Cette décision était souhaitée par nombre d'entre nous. Nous sommes en effet convaincus que, face à la durée exceptionnelle de cette crise sanitaire, nous devons mettre en place un cadre d'action adapté, qui ne soit plus celui de l'état d'urgence et nous permette de retourner progressivement mais efficacement à la vie d'avant, tout en gardant des leviers d'action justes et proportionnés. C'est ce que propose ce projet de loi. Bien entendu, plusieurs points de débat existent, et nous les discuterons au cours des heures qui viennent. J'en retiendrai cinq, que nous avons déjà abordés en commission des lois.
Le premier concerne la date de fin de cette période de transition. Si j'entends certaines propositions, je suis convaincu que nous devons maintenir la date du 31 octobre, qui est une date pertinente et raisonnable eu égard aux prévisions de la campagne vaccinale. Cette date offre par ailleurs de la lisibilité aux Français et à l'ensemble des secteurs d'activité.
Le deuxième point concerne la mise en place du pass sanitaire. Nous savions depuis plusieurs mois que nous aurions à en débattre, et nous le souhaitons. Si nous avons besoin de ce dispositif pour redémarrer l'économie, nous devons définir très clairement le périmètre des activités susceptibles d'être concernées. En l'espèce, nous traçons une ligne rouge : le pass sanitaire ne pourra jamais concerner les activités de la vie quotidienne. À cet égard, je tiens à saluer l'amendement de la présidente de la commission des lois, Yaël Braun-Pivet, que nous avons adopté en commission et qui formalise cette exigence.

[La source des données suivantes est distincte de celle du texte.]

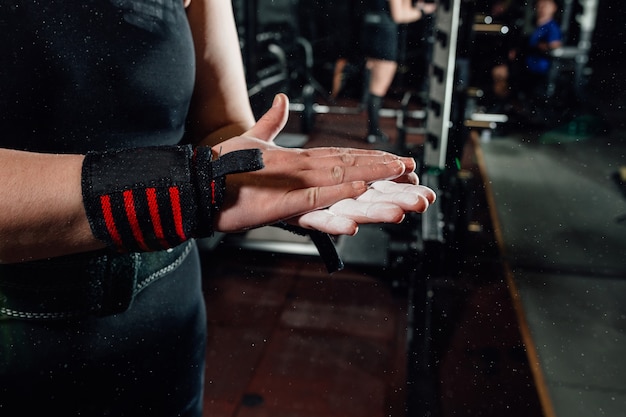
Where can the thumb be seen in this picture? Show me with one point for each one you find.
(273, 121)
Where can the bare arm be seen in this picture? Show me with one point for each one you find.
(41, 207)
(220, 108)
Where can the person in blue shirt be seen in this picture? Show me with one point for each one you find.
(536, 62)
(546, 37)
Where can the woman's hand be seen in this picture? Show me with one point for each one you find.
(297, 185)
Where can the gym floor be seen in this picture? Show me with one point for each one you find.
(287, 339)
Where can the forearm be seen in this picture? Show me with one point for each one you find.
(41, 206)
(220, 108)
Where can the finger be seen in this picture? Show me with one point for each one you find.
(326, 222)
(407, 201)
(308, 172)
(368, 212)
(273, 121)
(300, 201)
(394, 187)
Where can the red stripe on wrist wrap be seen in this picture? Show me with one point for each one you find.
(154, 198)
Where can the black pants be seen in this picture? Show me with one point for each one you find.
(146, 361)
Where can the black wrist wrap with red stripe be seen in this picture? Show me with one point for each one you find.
(154, 198)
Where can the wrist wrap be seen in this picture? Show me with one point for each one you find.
(154, 198)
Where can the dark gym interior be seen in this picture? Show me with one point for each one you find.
(505, 298)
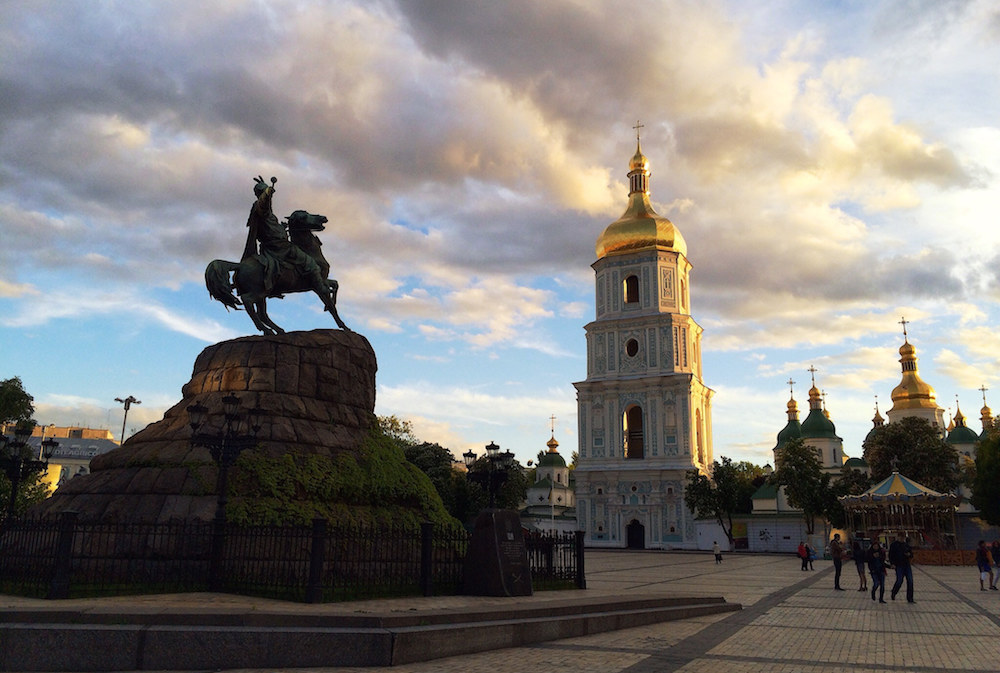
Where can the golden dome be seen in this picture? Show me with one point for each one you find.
(912, 392)
(639, 226)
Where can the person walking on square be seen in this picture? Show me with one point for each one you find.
(858, 552)
(876, 566)
(803, 552)
(901, 556)
(984, 561)
(995, 553)
(837, 552)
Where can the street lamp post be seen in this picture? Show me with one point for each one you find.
(494, 476)
(128, 402)
(225, 447)
(19, 461)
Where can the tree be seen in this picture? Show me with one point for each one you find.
(806, 486)
(15, 402)
(16, 406)
(438, 464)
(511, 492)
(728, 492)
(398, 429)
(919, 453)
(986, 485)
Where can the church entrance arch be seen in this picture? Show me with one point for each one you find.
(634, 439)
(635, 534)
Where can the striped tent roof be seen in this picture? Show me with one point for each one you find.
(898, 488)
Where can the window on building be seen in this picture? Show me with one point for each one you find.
(631, 287)
(634, 438)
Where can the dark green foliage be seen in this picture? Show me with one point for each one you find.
(511, 493)
(986, 484)
(921, 454)
(15, 402)
(728, 492)
(377, 486)
(807, 487)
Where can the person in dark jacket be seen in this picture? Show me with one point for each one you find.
(900, 556)
(876, 568)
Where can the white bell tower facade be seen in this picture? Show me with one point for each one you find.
(645, 416)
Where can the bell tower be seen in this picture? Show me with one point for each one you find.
(645, 416)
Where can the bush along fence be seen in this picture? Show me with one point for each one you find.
(67, 558)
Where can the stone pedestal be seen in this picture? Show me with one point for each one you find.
(497, 561)
(317, 389)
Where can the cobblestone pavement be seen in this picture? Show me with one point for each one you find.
(792, 621)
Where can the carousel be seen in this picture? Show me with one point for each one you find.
(898, 505)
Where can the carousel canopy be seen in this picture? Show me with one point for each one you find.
(898, 488)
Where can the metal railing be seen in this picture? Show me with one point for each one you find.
(320, 563)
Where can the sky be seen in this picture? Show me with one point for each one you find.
(833, 167)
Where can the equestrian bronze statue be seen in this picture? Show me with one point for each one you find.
(286, 261)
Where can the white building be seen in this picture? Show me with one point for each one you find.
(645, 416)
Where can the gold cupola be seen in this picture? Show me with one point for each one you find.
(912, 391)
(639, 226)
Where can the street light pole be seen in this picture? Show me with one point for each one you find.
(225, 448)
(128, 402)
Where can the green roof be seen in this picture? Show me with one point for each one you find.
(817, 425)
(550, 459)
(962, 434)
(791, 431)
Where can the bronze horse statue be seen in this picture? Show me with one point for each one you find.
(248, 277)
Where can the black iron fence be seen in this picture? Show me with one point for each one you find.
(67, 558)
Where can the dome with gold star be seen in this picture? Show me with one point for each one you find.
(639, 226)
(912, 391)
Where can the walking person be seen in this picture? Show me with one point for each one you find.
(901, 556)
(876, 566)
(984, 561)
(803, 552)
(858, 553)
(837, 552)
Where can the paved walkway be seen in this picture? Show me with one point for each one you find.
(792, 622)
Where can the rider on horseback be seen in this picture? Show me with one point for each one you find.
(276, 251)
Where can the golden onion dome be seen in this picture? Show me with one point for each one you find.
(912, 392)
(639, 226)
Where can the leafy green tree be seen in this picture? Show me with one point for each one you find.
(438, 464)
(728, 492)
(986, 485)
(397, 429)
(17, 406)
(919, 453)
(510, 494)
(15, 403)
(807, 487)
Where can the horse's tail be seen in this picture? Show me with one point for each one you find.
(217, 282)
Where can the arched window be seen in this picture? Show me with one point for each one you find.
(632, 426)
(631, 287)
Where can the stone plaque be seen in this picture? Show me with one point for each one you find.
(497, 562)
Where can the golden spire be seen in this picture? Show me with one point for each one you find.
(639, 226)
(815, 401)
(792, 406)
(912, 392)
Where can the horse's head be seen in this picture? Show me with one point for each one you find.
(301, 220)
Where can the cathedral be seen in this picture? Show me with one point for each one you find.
(644, 413)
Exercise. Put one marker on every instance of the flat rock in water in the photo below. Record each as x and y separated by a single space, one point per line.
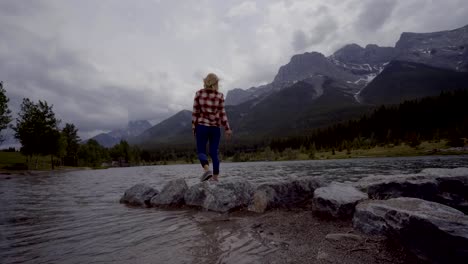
284 194
433 231
336 200
172 194
219 197
343 237
139 195
446 186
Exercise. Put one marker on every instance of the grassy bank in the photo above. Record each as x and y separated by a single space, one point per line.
15 161
402 150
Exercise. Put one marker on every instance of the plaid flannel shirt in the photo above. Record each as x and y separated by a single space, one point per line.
208 109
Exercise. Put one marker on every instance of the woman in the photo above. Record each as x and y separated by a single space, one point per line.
207 118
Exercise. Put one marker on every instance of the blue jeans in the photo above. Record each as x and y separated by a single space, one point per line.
211 134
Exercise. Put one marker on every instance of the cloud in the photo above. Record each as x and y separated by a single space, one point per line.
375 14
103 64
243 9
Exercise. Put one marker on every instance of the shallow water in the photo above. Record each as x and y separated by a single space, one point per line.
75 217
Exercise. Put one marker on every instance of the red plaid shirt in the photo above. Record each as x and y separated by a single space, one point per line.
208 109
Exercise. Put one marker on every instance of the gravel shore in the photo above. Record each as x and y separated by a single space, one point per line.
296 236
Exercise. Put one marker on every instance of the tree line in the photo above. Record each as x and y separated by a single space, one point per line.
39 133
431 118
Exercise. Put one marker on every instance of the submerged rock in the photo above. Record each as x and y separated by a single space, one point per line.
336 200
172 194
219 197
139 195
446 186
284 194
431 230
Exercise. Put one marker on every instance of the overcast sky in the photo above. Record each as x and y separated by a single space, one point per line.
103 63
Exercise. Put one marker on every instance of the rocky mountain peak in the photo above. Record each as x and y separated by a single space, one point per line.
306 65
444 49
371 54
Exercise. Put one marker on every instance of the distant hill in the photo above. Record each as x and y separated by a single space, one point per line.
408 80
133 129
313 91
176 129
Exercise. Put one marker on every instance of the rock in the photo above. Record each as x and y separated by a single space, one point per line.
171 194
431 230
336 200
344 237
219 197
323 256
284 194
446 186
139 195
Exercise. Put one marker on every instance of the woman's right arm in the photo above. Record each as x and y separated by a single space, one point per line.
196 111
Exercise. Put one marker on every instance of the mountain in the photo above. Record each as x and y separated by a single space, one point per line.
300 67
176 129
359 66
402 80
133 129
444 49
313 91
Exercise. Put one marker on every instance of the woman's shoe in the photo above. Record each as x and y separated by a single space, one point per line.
206 176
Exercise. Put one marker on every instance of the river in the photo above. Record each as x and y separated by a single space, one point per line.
75 217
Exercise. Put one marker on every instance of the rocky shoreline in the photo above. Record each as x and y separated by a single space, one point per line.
425 213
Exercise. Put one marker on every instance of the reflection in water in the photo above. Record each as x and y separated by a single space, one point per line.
75 217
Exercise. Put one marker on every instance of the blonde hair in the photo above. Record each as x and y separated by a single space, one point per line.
211 82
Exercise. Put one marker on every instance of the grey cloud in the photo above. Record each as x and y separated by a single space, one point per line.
300 40
42 69
318 34
375 14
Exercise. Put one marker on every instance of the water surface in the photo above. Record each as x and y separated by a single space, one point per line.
75 217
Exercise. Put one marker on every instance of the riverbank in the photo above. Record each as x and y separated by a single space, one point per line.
296 236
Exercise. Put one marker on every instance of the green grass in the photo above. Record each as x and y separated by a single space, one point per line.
16 161
402 150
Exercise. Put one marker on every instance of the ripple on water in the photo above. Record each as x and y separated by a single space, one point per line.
75 217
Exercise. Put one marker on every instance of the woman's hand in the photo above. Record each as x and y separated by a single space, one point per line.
228 134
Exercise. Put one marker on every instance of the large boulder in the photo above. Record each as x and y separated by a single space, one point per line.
172 194
139 195
446 186
431 230
337 200
219 197
284 194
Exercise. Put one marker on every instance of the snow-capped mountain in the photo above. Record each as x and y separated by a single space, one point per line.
358 66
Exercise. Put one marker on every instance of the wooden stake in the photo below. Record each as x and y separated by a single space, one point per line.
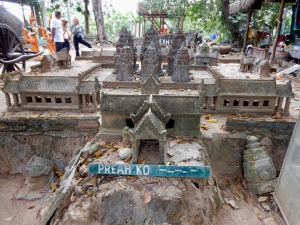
278 30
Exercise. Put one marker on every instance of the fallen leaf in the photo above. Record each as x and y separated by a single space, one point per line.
204 127
212 121
262 198
9 218
132 178
231 203
128 159
147 197
266 206
244 182
172 144
59 173
170 153
142 161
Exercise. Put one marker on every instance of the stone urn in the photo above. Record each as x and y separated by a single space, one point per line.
224 49
259 169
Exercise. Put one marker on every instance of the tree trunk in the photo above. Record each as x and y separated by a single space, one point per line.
278 30
86 16
97 9
234 34
38 18
250 10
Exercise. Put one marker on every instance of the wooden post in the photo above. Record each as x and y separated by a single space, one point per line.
278 30
250 10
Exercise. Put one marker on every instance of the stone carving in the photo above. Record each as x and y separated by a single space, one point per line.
150 86
124 63
182 65
152 36
256 62
150 122
125 56
238 95
39 174
51 92
150 62
177 40
56 61
204 57
47 36
259 168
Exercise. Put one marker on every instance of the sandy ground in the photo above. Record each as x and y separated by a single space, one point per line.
23 212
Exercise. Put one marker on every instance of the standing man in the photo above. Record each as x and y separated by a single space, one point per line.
57 32
78 33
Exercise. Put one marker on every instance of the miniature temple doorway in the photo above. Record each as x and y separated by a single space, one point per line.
149 151
150 127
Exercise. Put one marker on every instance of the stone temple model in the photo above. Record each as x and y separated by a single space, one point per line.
177 40
125 56
182 65
152 36
259 168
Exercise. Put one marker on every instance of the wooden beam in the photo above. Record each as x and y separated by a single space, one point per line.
250 10
278 30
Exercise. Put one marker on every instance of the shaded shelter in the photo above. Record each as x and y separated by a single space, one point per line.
240 5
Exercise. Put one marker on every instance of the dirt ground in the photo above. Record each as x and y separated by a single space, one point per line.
15 212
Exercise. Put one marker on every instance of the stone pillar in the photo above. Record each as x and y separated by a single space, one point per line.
208 102
287 104
98 97
16 100
135 150
162 144
8 102
83 98
279 104
94 102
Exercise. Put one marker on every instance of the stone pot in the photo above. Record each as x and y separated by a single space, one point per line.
282 56
224 49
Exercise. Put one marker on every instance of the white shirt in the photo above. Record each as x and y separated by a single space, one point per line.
58 37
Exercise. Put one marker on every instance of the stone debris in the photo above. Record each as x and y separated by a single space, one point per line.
259 168
125 152
39 175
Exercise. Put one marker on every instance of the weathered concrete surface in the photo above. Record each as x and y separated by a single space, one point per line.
175 202
59 139
30 124
226 149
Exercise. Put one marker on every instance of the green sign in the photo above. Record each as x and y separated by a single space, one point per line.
150 170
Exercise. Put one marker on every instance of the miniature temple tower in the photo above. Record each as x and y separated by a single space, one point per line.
152 36
182 65
177 40
150 63
125 57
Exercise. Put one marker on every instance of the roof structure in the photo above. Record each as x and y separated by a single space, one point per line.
240 5
149 127
49 84
250 88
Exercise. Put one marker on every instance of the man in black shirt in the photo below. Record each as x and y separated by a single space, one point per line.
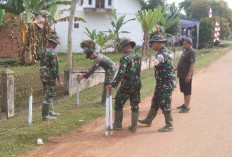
185 73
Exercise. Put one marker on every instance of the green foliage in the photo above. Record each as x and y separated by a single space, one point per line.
172 15
206 32
2 16
88 44
185 5
151 4
200 9
149 19
116 24
103 39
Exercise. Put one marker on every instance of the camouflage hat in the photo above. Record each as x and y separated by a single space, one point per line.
89 52
54 38
157 38
125 41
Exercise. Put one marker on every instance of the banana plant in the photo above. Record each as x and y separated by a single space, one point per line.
148 20
103 40
92 35
116 24
26 11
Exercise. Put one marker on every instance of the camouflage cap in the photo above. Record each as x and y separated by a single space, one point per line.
89 52
126 41
157 38
54 38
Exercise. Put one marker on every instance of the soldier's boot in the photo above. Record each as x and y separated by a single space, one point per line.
118 120
169 123
134 119
150 116
52 112
45 113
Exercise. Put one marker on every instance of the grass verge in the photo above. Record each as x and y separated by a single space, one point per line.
17 138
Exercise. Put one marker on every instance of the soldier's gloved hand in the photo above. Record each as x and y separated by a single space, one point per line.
109 87
60 83
79 77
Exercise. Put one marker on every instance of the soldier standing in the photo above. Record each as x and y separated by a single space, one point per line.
185 73
129 76
165 83
49 73
100 61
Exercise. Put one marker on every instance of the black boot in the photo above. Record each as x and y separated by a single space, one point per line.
118 120
150 116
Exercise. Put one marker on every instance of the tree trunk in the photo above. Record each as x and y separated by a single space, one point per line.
70 31
146 38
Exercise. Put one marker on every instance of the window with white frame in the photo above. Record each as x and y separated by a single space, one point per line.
3 1
109 2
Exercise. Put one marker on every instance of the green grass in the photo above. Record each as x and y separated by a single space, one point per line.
79 61
22 138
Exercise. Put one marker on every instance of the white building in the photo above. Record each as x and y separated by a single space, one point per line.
96 13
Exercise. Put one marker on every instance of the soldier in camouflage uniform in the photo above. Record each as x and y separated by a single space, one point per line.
129 75
49 73
100 61
165 83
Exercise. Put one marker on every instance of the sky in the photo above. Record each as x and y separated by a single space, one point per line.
229 2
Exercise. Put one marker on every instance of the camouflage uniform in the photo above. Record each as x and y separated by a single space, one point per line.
49 71
129 73
109 67
165 81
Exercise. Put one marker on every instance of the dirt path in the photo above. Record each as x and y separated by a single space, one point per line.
204 132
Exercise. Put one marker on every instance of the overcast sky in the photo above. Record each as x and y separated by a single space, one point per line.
229 2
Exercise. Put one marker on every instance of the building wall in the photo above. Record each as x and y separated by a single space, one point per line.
99 21
9 45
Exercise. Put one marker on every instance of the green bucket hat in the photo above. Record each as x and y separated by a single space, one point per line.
157 38
125 41
54 38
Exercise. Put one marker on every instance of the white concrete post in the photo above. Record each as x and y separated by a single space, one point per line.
8 92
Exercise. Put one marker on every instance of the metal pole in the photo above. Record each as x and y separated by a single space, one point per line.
111 112
30 110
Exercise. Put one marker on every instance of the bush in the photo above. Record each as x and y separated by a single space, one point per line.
206 32
88 44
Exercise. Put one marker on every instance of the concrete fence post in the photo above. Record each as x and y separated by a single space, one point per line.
7 92
67 82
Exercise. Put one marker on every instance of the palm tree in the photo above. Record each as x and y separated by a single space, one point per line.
117 24
148 20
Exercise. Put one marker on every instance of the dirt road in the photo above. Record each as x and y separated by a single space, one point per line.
204 132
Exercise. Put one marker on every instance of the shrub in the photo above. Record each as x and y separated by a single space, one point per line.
88 44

Le troisième point concerne le couvre-feu qui, actuellement, ne peut être déclenché qu'en période d'état d'urgence sanitaire. Si nous comprenons le maintien de ce dispositif compte tenu de la situation sanitaire actuelle plus dégradée qu'à la même époque l'an dernier, nous saluons le fait que le dispositif soit bien limité dans le temps, puisqu'il ne pourra être appliqué au-delà du 30 juin 2021. Nous apporterons cependant une précision quant à son application à partir du 9 juin, et nous attendons des réponses précises de la part du Gouvernement concernant les modalités de contrôle afférentes, ce dispositif demeurant un dispositif exorbitant de droit commun, ce qui est grave, même pour un mois.
Le quatrième point en débat concerne l'article 2 qui donne au Gouvernement la possibilité de déclencher, pour une durée de deux mois, une période d'état d'urgence sanitaire territorialisée. Au vu des enseignements que nous pouvons tirer de l'été 2020 et de la situation sanitaire actuelle, ce dispositif nous paraît nécessaire, à condition d'être parfaitement encadré et contrôlé par le Parlement. Le Gouvernement a souhaité le rétablir, les dispositions initialement proposées n'ayant pas été validées par la commission des lois : nous le comprenons, mais le groupe La République en marche proposera, avec le rapporteur Jean-Pierre Pont, dont je tiens à saluer le travail, un compromis sur lequel nous devrions nous entendre.
Le dernier point que je retiens concerne la conservation des données. J'insiste ici sur le fait que le texte dont nous discutons aujourd'hui n'a pas pour objet de prévoir les modalités de renforcement de notre souveraineté numérique, sujet auquel nous sommes toutes et tous attachés, ni même de revoir les modalités de fonctionnement du SNDS. Nous aurons le débat dans cet hémicycle, mais tâchons de ne pas perdre de vue deux impératifs : non seulement nous ne devons pas fragiliser nos dispositifs de conservation des données sanitaires, mais nous devons également garder à l'esprit que nos chercheurs auront besoin des données issues de cette crise pour leurs travaux, qui doivent nous permettre d'en tirer tous les enseignements propres à améliorer nos politiques de soins.
Mes chers collègues, la crise sanitaire que nous vivons est unique, elle aura marqué durablement chacune et chacun d'entre nous. Nous ne l'oublierons jamais. Dans les semaines qui viennent, nous aurons l'occasion d'amorcer un retour à la vie normale : cette étape ne nous exempte cependant pas de nos responsabilités. Aussi, soyons à la hauteur.